In 2003, Sipowicz marries for the third time, this time to Connie McDowell, a fellow detective who had recently joined the squad. The year before, Connie's pregnant sister is killed by her abusive husband. The baby survives, so Connie and Sipowicz take custody of the child and name her Michelle, after her mother. Soon after, Connie, who had believed she could not have children due to scarring of her fallopian tubes, becomes pregnant and gives birth to a baby boy named Matthew. With two infants to raise, Connie resigns from the police force to be a stay-at-home mother. Later that year, Sipowicz overcomes a personality clash with new Lt.
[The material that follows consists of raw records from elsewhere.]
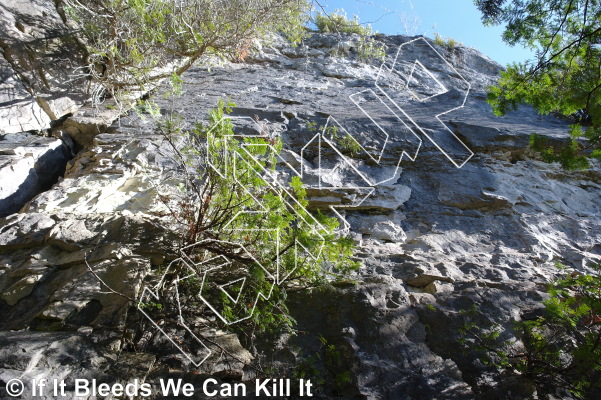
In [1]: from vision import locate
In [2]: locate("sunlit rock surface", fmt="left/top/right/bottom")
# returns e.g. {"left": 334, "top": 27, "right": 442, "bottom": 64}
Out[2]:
{"left": 0, "top": 0, "right": 88, "bottom": 134}
{"left": 1, "top": 20, "right": 600, "bottom": 400}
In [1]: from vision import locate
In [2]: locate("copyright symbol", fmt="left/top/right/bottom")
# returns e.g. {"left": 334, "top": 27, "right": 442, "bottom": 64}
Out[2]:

Thomas Bale, is promoted to sergeant and persuades a reluctant chief of detectives to name him the new squad commander.

==Partners==
Based on information revealed in various episodes cited above:
- 1986–1994: John Kelly (David Caruso, seasons 1–2)
- 1994–1998: Bobby Simone (Jimmy Smits, seasons 2–6, guest season 12)
- 1999–2001: Danny Sorenson (Ricky Schroder, seasons 6–8)
- 2001–2005: John Clark Jr. (Mark-Paul Gosselaar, seasons 9–12)

==Reception==
In 1999, TV Guide ranked him #23 on its 50 Greatest TV Characters of All Time list.